WEEK 4 - Chapter 8: Application - The Costs Of Taxation Flashcards
What is deadweight loss?
The reduction in total surplus that results from a market distortion such as a tax or a monopoly price.
The determinants of deadweight loss.
The answer is the price elasticities of supply and demand, which measure how much the quantity supplied and quantity demanded respond to changes in the price.
A tax has a deadweight loss because it induces buyers and sellers to change their behaviour. The tax raises the price paid by buyers, so they consume less. At the same time, the tax lowers the price received by sellers, so they produce less.
Because of these changes in behaviour, the equilibrium quantity in the market shrinks below the optimal quantity. The more responsive buyers and sellers are to changes in the price, the more the equilibrium quantity shrinks.
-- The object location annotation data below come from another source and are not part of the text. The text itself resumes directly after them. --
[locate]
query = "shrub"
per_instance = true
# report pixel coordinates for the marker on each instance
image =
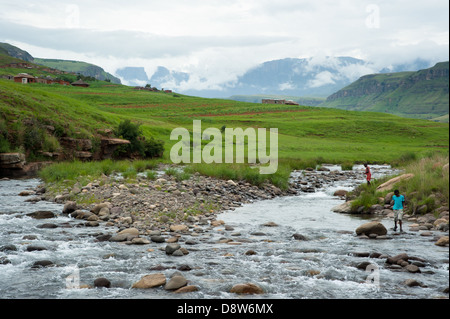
(347, 166)
(149, 148)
Hence, the greater the elasticities of supply and demand, the greater the deadweight loss of a tax.
How deadweight loss and tax revenue vary with the size of the tax.
As the size of a tax grows larger, the deadweight loss grows larger. (On a graph this curve increases exponentially)
Tax revenue first rises with the size of the tax; but then, as the tax increases further, the market shrinks so much that tax revenue starts to fall. This relationship is sometimes called the Laffer curve (on a graph this curve looks line an upside down U).
Conclusion.
It has been said that taxes are the price we pay for a civilised society. Indeed, our society cannot exist without some form of taxes. We all expect the government to provide us with certain services, such as roads, parks, police and defence. These public services require tax revenue.
This chapter has shed some light on how high the price of civilised society can be. Here we have seen that when the government imposes taxes on buyers or sellers of a good, however, society loses some of the benefits of market efficiency.
Taxes are costly to market participants not only because taxes transfer resources from those participants to the government, but also because they alter incentives and distort market outcome.
The cost of a subsidy.
Q(without subsidy) is normal equilibrium quantity
Q(with subsidy) is to the right of normal equilibrium
Cost of subsidy is area between price sellers receive, price buyers pay, Q(with subsidy) intersection of D and Q(with subsidy) intersection of S.
Quantity sold = length of subsidy square
Deadweight loss of a subsidy.
Triangle between Q(with subsidy) and old equilibrium is deadweight loss.
Remaining subsidy cost area and area between Demand and sully curves (to the right of former Equilibrium) is consumer and producer surplus. The consumer producer surplus triangles overlap.
However, when calculating total surplus you must subtract the subsidy cost because it is a cost.